Categories
Module Page

2: Humanities, Digitally

Where is history on the web and how’d it get there?

This week we’re thinking about the pieces that make up the internet, and how to put stuff on it.

This week we will:

  • Think about what mass digitization means for the historical profession
  • Think about what we can and can’t know as historians and why
  • Learn how to “read” data
StartMetPost
Feb 15Feb 17Feb 19

Module Outline

Wednesday agenda

During our Wednesday meeting, we’ll troubleshoot the Data Cleaning assignment and answer questions about the Data Critique assignment listed below in Tasks.

Reading

Everyone

Discussion Starter

The discussion starter video for this is on Blackboard under the title “Module 2: Humanities Digitally.”

After reading all the materials and watching the discussion starter video, respond on the #module2 Slack channel using the 3CQ method: compliment, comment, connection, question.

Compliments should emphasize something you liked about what a discussion starter said or what the group discussed. Comment should reinforce, but deepen an idea they shared. Connections should connect what the discussion starters talked about to your own unique thought or reaction, extending the discussion to new ideas, examples, or concepts. Finally, questions should open up space for class discussion. They may question something the discussion starters discussed, raise a question based on the readings, complicate an existing example or idea, or direct us to think about something in the reading the discussion starters overlooked.

Remember that I’m not requiring you to respond to a certain number of classmates, but you will get as much out of this class as you put in–talking to one another will help you deepen your own understanding!

Tasks

  1. Review my email for this week if you missed it
  2. Read the assigned materials and respond in the #module2 Slack channel to the discussion starter video using the 3QE method above.
  3. Do the Data Critique assignment below
  4. Post your data critique to the shared google sheet. You will need to fill out a separate row for every column in your dataset!
  5. Do the Data Cleaning assignment below
  6. In the comments of this post, use pretty links < a href > to post a link to the csv and json files on your Github

You may have noticed the past two weeks that I sometimes have very specific instructions for where and how to link your homework assignments. As we progress through the semester, we’ll start doing programming tasks or interacting with programs where steps need to be done in very particular orders that seem arbitrary at the time. I want you to get used to carefully following directions so that you build the skill of being precise in your work!

Watch: What is Data

Assignment: Data Critique

You’ve been assigned one or more data sets (see your assigned datasets here; download the actual data here). I’ve assigned everyone roughly the same amount of work–some datasets are larger or more complex than others. It may be helpful to review last week’s data filtering lesson and the Working with Data assignment. Filters will let you quickly see what kind of data is in a column without scrolling through the whole thing.

For this assignment, you will need to examine what information is in your dataset, what kind of events, people, or phenomena your dataset describes, and what it cannot describe.  Use a spreadsheet filter to get an idea of what kind of data you’re working with.  What’s the scope of your data temporally, geographically, in number of records, or in other dimensions?

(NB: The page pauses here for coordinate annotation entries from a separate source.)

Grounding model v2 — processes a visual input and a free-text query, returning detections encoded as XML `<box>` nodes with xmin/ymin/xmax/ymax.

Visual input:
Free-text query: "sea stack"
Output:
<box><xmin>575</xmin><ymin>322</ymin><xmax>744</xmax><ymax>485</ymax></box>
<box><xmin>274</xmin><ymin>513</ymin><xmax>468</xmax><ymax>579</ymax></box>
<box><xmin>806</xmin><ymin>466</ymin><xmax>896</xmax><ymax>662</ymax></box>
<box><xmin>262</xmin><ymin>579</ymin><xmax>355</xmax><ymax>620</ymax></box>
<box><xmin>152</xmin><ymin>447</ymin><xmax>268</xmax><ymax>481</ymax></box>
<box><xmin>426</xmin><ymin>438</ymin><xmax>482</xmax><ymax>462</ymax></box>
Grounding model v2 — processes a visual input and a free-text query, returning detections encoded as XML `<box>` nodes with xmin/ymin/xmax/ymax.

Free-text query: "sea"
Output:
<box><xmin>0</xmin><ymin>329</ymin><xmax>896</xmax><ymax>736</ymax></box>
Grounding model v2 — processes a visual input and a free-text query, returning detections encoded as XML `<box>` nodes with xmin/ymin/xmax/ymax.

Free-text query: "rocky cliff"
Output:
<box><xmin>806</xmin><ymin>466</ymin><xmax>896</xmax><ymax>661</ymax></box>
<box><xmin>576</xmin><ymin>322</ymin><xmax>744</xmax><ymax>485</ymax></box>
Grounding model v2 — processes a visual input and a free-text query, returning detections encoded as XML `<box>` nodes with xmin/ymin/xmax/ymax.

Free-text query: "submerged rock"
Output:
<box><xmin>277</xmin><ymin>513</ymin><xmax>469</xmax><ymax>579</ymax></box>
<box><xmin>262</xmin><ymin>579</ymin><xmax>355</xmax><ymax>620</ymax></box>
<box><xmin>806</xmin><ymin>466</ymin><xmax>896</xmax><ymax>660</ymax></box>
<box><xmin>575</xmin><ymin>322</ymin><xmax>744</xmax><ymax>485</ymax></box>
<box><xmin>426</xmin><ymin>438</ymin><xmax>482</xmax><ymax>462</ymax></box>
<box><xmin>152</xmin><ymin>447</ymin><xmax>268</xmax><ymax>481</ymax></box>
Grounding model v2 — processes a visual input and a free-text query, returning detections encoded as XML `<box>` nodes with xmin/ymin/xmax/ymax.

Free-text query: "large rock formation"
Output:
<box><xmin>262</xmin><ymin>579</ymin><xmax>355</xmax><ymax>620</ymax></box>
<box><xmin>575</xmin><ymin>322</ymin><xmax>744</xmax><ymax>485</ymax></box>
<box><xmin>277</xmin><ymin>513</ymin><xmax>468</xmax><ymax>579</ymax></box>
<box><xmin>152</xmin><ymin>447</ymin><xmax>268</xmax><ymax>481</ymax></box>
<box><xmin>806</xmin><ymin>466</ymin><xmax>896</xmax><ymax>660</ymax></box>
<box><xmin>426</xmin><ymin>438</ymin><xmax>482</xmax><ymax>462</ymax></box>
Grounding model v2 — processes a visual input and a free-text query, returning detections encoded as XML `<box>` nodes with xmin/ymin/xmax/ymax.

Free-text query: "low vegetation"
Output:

What’s the “thing” that composes a row? Is a row a person, an event, an object, something else? What attributes are documented by the columns? Is there any kind of column missing that you might expect given the kind of “thing” the row documents? For example, if we have a row describing a person, it might be unusual that it doesn’t have a column for gender. If this dataset were your only source, what kind of information would be left out?

As best you’re able to determine, you should also describe how the data was generated, what the original sources were, how the data was collected, and how your data is divided. Some datasets have links to a research project that explains how it was collected; others don’t. 

To post your data critique, open the shared google sheet and fill out one row in the Dataset tab for each dataset, and one row per column of your datasets in the Row descriptions tab. You will need to fill out a separate row for every column in your dataset! See the example rows for how I did this assignment for the Albany Manumissions dataset in the shared google sheet.

To get the name of each column in your dataset into the shared google sheet, it may be helpful to select all the column names with cmd + shift + arrow left (Mac) / ctrl + shift + arrow left (PC) and transpose the column names into the field names column. This will save you the time of typing the field names all by hand.

You will also need to get the count of how many records your dataset includes and the minimum and maximum for any numeric fields (including dates)! Remember our use of formulas last module: =COUNTA(range) will count the text entries in a column. Use a column like ID or record number for this that you’re sure has an entry in every cell–some columns may not have an entry in every cell, which will give you an inaccurate count! To get the smallest number, use =MIN(range), which gives the minimum number in a searched range and =MAX(range) to get the largest number. Since your dataset isn’t connected to the shared data critique sheet, you won’t be able to enter these formulas into the data critique sheet. But you can use formulas in your dataset and then hand-type or paste special > values only the number you get into the data critique sheet.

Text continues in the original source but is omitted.